The 48 Billion Math Error. Source: X

From January through September 2025, Strategy raised $19.5 billion, the analysis says. Perera argues that much of this capital serviced liabilities from earlier fundraises rather than funding new BTC purchases and describes the setup as “borrowing to pay the interest on prior borrowing” as long as markets stay open to new issuance.

Premium Collapse, Index Rules and Market Stress

Perera writes that Strategy’s stock once traded at about twice the value of its underlying Bitcoin, allowing equity issuance that increased Bitcoin per share. He says that premium fell toward one times net asset value in November 2025, so new equity now dilutes holders and halts what he calls the firm’s “accumulation loop.” At the same time, the preferred STRC shares, launched at a 9.0 percent dividend rate in July and raised to 10.5 percent by November, give management room to increase payouts further when the price drops, pushing funding costs higher.

A key date is Jan. 15, 2026, when MSCI is due to decide whether to exclude companies with more than 50 percent of assets in digital currencies from its indices. Strategy has about 77 percent of its assets in Bitcoin, according to the report. Citing JPMorgan estimates, Perera says index funds alone could be forced to sell about $2.8 billion of Strategy stock, with total outflows possibly reaching $8.8 billion, equal to an estimated 15 to 20 percent of the firm’s market value.

Perera links those structural risks to the Oct. 10 Bitcoin sell-off, when BTC fell about 17 percent in 14 hours as order-book depth thinned and billions in leveraged positions liquidated. With Strategy holding more than 3 percent of total BTC supply, he warns that forced sales of around 100,000 coins in similar conditions could strain liquidity. He says Strategy’s claim of 71 years of preferred dividend coverage assumes it can sell about $1 billion of Bitcoin annually without moving the market, an assumption he argues no longer fits recent stress episodes. In his view, the next few months will test whether a listed company can run a “sovereign-style” Bitcoin reserve under quarterly refinancing, index rules and volatile liquidity.
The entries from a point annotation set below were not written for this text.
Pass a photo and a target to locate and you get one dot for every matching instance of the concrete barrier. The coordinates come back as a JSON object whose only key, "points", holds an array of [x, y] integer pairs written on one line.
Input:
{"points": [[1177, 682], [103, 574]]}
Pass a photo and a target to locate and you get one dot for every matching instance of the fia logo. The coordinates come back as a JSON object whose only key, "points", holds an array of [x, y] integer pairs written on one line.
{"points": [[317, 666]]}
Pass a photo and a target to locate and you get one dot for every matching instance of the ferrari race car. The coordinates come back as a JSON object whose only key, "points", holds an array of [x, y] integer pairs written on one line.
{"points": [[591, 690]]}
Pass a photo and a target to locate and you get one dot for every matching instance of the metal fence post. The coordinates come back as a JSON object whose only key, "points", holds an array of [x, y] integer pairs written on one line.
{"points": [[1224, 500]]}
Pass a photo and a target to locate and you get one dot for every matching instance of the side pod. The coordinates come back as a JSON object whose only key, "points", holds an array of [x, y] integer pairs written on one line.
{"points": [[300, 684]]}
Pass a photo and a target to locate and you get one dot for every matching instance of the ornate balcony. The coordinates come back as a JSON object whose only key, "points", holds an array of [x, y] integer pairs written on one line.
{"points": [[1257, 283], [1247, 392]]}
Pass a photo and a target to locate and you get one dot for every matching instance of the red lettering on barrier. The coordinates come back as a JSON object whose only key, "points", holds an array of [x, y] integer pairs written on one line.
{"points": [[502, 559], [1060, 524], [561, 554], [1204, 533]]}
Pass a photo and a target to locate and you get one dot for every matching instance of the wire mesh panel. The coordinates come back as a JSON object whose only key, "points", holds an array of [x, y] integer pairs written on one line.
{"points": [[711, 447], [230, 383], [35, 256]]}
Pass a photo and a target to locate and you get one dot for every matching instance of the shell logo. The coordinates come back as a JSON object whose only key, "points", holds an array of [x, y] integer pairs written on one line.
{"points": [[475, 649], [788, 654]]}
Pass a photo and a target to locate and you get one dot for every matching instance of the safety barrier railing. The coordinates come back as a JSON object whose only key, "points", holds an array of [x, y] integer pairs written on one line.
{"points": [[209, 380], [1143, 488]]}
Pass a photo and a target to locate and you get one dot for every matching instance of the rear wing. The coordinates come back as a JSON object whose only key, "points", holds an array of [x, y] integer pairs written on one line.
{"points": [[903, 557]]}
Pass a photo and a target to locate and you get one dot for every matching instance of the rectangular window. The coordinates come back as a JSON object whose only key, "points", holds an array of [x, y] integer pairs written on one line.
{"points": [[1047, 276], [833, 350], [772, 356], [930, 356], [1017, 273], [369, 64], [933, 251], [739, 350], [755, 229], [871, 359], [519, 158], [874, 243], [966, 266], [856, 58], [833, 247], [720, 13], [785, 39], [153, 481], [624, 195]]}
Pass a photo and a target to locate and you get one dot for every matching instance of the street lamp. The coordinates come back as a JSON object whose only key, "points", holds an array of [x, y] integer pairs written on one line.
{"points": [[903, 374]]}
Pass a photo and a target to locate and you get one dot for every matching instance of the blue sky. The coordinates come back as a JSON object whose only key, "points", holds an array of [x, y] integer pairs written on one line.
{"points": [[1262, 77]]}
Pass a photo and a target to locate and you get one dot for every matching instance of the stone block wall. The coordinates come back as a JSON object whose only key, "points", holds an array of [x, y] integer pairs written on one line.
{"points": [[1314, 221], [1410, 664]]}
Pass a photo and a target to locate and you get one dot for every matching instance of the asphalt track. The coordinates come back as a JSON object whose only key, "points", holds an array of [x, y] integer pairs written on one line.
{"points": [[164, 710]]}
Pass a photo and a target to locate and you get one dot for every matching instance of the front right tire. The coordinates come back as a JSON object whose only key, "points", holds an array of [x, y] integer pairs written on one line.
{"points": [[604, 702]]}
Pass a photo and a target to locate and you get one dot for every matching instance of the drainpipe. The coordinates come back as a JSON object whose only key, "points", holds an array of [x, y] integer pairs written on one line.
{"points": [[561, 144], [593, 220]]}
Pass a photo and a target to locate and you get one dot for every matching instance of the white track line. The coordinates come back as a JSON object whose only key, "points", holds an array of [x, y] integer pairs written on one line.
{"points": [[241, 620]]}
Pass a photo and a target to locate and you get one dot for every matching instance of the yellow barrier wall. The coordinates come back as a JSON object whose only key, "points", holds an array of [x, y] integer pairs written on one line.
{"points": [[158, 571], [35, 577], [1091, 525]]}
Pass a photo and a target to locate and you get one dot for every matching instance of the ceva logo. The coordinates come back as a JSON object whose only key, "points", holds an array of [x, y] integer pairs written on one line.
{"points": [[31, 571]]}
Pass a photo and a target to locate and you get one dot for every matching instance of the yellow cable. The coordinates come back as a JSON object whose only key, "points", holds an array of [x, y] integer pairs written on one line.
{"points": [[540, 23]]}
 Analysts Dispute Strategy Collapse Narrative

However, critics argue Shanaka Anslem Perera’s thread misreads Strategy Inc.’s numbers and overstates any 90 day risk. They say SEC filings show a Bitcoin cost basis near 15 billion dollars, not 48 billion, because his figure triple counts capital raised via equity, converts and preferreds. They also note only about 105 million dollars a year is a hard cash preferred obligation, while other preferred classes are cumulative, stock payable or discretionary, so the 700 million dollar “mandatory cash” claim is inaccurate.

Meanwhile, they point out that with roughly 56 billion dollars in Bitcoin net asset value against about 16 billion dollars in debt and preferreds, Strategy carries around 3.5 times collateral coverage. In their view, that structure, plus real BTC reserves, operating revenue and multiple refinancing paths, means the company does not fit any reasonable definition of Ponzi finance.

Finally, they stress that the MSCI process is a consultation rather than automatic index removal and that the October 10 market shock was a liquidation driven liquidity event, not a sign of imminent insolvency. From this perspective, Strategy looks over collateralized and structurally sound, with the debate shifting from survival to how management chooses its next financing steps.

MSTR Tests 175 Dollar Support as Selling Pressure Builds

Meanwhile, Strategy Inc.’s MSTR stock is sitting on the 175 dollar support zone that ForexDoc’s TradingView chart highlights as a key demand area. The share price has slide sharply over recent months and now presses against this blue band, while the stochastic RSI hovers near oversold levels, signaling stretched downside momentum.

MSTR Support Zone Chart. Source: TradingView / X

If sellers push the price below 175 dollars, the chart points to the next major support in the 130 to 140 dollar range, marked by the lower yellow zone where previous consolidation took place. In that case, traders would watch how quickly liquidity appears there and whether buyers can rebuild a base after the current breakdown attempt.